Observers noted that there were no good guys, no bad guys.  All three groups contributed to the ugliness and the suffering.
Early in the war, a mortar shell was lobbed into the open square of a Sarajevo marketplace where hungry people had gathered in the hope of finding food.  Twenty-two of them died. 
Not long afterwards, Vedran Smailovic, a member of the Sarajevo symphony orchestra, responded the only way he knew how.  Dressed in full formal attire, he sat in the ruins of the marketplace for 22 days and played his cello.  Chiefly he performed Tomaso Albinoni’s “Adagio in G Minor,” one of the most exquisitely beautiful compositions for stringed instruments ever written.

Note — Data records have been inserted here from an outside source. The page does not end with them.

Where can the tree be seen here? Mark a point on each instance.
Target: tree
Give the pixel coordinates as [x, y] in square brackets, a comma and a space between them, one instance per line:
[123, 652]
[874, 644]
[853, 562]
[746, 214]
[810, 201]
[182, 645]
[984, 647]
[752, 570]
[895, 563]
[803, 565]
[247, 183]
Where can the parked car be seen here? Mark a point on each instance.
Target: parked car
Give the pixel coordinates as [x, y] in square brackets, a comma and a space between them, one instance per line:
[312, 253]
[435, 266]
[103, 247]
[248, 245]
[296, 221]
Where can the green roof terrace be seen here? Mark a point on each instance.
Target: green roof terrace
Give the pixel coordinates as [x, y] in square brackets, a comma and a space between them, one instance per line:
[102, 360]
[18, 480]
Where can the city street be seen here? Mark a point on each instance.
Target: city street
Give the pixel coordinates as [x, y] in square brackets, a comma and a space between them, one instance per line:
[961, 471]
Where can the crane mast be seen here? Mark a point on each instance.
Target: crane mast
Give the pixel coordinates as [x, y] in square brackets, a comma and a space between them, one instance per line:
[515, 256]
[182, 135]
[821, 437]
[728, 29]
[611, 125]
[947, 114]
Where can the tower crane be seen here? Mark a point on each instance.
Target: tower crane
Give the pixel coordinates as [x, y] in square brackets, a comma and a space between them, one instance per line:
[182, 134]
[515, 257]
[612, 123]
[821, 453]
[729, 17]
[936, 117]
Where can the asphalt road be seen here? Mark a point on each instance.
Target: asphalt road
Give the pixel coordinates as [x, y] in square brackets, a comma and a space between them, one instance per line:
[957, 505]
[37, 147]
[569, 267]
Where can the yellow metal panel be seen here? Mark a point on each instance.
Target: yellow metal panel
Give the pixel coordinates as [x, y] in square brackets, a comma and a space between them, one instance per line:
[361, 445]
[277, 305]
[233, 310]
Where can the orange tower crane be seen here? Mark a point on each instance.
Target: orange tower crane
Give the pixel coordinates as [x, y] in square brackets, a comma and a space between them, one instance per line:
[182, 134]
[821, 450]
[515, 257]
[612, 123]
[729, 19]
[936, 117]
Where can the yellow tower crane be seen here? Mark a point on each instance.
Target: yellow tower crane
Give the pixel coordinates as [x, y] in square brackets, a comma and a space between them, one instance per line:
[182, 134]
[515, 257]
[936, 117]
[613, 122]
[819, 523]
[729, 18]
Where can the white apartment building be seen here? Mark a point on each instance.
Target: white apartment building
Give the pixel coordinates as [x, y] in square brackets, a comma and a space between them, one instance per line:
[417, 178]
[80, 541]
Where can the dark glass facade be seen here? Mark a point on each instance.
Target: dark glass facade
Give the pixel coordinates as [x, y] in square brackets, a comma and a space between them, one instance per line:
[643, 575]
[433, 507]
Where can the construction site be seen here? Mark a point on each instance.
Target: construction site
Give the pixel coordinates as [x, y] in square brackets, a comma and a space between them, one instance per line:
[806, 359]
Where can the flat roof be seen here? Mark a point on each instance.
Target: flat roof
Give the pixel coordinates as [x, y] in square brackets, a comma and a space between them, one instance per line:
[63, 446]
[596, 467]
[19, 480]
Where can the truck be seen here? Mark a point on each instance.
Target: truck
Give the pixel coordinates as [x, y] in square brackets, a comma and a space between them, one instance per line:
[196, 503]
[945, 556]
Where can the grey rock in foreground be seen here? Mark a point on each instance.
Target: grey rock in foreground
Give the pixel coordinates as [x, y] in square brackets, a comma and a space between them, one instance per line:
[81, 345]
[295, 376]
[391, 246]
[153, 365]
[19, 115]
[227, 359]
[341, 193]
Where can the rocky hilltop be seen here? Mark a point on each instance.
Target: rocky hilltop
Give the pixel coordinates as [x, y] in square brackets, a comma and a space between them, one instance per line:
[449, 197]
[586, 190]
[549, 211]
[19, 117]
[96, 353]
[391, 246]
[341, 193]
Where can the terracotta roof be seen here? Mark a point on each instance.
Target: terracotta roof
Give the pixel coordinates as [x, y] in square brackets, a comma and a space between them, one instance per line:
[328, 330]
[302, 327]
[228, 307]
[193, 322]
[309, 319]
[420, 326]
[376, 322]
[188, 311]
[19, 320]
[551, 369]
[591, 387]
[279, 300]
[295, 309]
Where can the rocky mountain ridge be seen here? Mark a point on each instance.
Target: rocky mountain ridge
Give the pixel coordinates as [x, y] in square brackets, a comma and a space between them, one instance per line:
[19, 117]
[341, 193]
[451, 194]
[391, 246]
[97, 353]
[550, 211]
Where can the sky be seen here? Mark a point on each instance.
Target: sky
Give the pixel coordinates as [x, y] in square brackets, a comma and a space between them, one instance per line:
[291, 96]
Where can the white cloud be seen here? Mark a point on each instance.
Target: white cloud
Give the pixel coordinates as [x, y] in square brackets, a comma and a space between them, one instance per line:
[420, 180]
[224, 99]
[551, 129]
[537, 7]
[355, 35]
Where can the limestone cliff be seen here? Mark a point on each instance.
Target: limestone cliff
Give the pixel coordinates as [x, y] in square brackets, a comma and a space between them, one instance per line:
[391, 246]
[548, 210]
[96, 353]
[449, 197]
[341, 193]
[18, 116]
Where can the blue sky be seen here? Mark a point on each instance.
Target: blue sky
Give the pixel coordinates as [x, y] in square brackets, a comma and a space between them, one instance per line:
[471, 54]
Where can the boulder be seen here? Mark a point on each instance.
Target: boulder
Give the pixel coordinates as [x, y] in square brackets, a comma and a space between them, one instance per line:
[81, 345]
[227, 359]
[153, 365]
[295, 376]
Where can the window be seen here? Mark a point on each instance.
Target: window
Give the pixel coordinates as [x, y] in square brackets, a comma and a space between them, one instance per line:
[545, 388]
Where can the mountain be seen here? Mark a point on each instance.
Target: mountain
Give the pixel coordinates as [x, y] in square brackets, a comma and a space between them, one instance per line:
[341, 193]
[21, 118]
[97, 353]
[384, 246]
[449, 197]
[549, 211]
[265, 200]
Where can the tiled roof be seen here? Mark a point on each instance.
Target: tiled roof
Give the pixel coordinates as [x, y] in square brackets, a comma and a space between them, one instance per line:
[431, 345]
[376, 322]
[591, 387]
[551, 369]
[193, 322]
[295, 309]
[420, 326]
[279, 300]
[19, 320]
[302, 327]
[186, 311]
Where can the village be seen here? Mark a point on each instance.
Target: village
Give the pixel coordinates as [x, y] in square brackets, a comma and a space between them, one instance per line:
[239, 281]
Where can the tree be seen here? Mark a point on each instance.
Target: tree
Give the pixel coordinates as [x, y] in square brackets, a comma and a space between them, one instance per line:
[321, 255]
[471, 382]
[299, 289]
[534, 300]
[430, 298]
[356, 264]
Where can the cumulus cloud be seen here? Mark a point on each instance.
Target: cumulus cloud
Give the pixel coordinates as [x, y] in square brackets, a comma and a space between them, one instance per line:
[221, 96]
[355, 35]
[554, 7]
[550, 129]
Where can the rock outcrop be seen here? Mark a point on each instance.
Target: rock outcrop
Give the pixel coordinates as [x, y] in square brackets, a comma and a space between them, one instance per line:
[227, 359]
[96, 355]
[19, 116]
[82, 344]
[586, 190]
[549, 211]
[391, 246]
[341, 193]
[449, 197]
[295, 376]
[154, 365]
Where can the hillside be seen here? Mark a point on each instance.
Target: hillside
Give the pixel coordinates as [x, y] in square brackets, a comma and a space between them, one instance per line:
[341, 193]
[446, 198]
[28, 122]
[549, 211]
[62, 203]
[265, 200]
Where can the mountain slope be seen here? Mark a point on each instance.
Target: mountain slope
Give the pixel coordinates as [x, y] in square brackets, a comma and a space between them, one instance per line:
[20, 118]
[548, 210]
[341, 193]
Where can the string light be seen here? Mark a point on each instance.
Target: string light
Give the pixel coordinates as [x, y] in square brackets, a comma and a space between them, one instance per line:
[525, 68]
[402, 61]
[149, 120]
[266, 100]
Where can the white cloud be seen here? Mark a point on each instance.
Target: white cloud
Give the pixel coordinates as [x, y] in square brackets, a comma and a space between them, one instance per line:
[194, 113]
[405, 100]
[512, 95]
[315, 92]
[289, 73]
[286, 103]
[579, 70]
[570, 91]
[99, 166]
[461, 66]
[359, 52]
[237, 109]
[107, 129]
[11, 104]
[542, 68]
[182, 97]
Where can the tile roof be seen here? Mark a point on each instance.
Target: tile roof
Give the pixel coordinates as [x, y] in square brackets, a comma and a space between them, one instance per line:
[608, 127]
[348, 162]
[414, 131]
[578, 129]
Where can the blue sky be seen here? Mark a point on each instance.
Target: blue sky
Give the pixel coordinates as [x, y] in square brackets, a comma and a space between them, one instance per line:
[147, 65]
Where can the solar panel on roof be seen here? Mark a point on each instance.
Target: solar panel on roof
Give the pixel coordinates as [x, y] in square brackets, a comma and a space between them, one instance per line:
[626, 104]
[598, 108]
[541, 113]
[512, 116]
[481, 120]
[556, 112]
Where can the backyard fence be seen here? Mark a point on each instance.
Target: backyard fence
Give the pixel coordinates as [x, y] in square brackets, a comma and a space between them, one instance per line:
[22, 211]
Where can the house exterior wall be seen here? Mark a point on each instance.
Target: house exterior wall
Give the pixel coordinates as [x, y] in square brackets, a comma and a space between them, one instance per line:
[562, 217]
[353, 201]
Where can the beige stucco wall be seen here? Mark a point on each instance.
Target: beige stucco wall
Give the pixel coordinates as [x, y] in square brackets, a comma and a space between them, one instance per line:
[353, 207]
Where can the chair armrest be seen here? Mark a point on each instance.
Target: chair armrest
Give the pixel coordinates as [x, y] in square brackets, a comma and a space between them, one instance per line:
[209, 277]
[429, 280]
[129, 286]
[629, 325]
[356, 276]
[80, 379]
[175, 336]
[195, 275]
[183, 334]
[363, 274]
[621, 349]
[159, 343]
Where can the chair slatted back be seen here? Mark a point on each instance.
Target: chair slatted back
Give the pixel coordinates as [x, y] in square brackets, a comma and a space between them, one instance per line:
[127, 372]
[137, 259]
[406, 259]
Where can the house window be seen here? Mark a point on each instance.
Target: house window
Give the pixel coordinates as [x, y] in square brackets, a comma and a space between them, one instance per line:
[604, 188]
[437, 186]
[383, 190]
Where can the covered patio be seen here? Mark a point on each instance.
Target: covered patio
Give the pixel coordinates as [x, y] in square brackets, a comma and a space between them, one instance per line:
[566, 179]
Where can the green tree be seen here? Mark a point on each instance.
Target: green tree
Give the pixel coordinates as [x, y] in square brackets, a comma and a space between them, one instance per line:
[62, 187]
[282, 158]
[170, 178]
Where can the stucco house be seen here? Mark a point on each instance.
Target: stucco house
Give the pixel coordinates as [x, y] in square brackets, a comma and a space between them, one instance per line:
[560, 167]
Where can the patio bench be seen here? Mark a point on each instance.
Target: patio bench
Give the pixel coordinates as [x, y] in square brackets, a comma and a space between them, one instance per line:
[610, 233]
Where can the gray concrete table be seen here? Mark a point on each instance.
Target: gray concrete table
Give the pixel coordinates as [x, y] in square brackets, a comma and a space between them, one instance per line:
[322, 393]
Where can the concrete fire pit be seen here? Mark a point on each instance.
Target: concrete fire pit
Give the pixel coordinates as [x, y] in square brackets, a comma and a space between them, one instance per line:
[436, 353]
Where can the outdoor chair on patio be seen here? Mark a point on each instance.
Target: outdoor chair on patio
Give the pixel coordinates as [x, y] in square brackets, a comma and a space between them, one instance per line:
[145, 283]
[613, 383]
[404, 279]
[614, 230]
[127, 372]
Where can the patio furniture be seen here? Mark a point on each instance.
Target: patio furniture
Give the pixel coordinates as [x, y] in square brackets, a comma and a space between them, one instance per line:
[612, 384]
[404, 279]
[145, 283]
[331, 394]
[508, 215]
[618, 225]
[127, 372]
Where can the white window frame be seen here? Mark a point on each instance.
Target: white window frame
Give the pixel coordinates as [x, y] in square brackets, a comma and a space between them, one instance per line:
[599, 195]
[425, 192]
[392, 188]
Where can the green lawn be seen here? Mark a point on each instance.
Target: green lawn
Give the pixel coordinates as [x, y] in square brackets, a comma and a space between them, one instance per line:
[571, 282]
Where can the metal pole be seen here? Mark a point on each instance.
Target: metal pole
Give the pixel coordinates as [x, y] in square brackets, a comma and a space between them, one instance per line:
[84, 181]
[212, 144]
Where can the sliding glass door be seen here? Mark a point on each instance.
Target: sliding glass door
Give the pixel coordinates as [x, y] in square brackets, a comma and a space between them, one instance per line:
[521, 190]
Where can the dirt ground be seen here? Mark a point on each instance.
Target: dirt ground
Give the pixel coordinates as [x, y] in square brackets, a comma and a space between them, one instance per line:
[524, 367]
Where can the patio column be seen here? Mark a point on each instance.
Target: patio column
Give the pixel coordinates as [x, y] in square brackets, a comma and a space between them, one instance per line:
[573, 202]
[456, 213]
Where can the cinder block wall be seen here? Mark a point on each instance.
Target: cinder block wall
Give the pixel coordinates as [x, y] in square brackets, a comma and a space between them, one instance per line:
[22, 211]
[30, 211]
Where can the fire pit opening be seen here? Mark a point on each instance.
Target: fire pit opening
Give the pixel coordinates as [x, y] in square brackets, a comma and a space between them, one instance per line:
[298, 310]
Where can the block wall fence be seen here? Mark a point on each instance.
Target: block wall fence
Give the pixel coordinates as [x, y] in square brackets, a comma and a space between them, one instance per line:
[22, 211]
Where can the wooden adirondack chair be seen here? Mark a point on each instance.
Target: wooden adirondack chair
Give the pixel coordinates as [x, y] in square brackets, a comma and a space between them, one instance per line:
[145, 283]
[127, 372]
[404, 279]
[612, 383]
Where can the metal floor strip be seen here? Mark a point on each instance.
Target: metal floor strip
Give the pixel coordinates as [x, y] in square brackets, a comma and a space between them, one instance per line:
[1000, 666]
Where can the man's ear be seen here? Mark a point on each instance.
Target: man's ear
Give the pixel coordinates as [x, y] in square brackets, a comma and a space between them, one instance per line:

Smailovic, who had personally lost family members and friends to the war, began showing up in other venues.  Even though snipers were shooting at people on the streets of Sarajevo, he continued to play in full view.    
No one knew when or where he would appear.  When people heard the sonorous tones of his cello, they emerged from hiding and stood nearby, captivated by an experience of sheer beauty in the midst of a horror story. 
Residents began to find hope during the city’s 44-month siege.  American folk singer Joan Baez came to Sarajevo and sat in solidarity alongside Smailovic.  Composer David Wilde wrote a piece called “The Cellist of Sarajevo” which was subsequently performed by Yo-Yo Ma.  If you’re a fan of the Trans-Siberian Orchestra, you might remember that number on their first Christmas album called “Christmas Eve / Sarajevo 12/24.”  It was inspired by Smailovic. 
War leads people to do their worst.  Beauty leads people to embrace the best. 
There’s something about paintings and sculpture that please the eye, songs and sonnets that delight the ear, and ballet and electric boogie that make us want to move our bodies.  If words fail us – if we cannot understand someone else’s language or comprehend their values – there’s something about the shared experience of a sunset or a waterfall or a starlit night that opens up a vast terrain of common ground. 
Why is this so?
We all bear the image of our creator (Genesis 1:26-27).  We mutually resonate with beautiful things because we are the creations of a good and beautiful God. 
As one of the Old Testament poets put it, “He has made everything beautiful in its time.  Also, he has put eternity into every human heart” (Ecclesiastes 3:11).  No one really knows the depths of the meaning of that second phrase.  But perhaps it signifies that when a cello plays in the midst of heaps of rubble, we are reminded that our lives have infinitely greater meaning than any war that rages around us.   
And the recognition of that common ground, that common yearning for God’s peace and wholeness on earth, may help us find a way to go forward side by side.
Here’s a link where you can listen to the heartbreaking but hopeful piece that Vedran Smailovic played for the people of Sarajevo, as well as take in the images chosen to accompany it:  Adagio in G Minor (Albinoni) – YouTube
Perhaps such God-provided beauty will help save your day.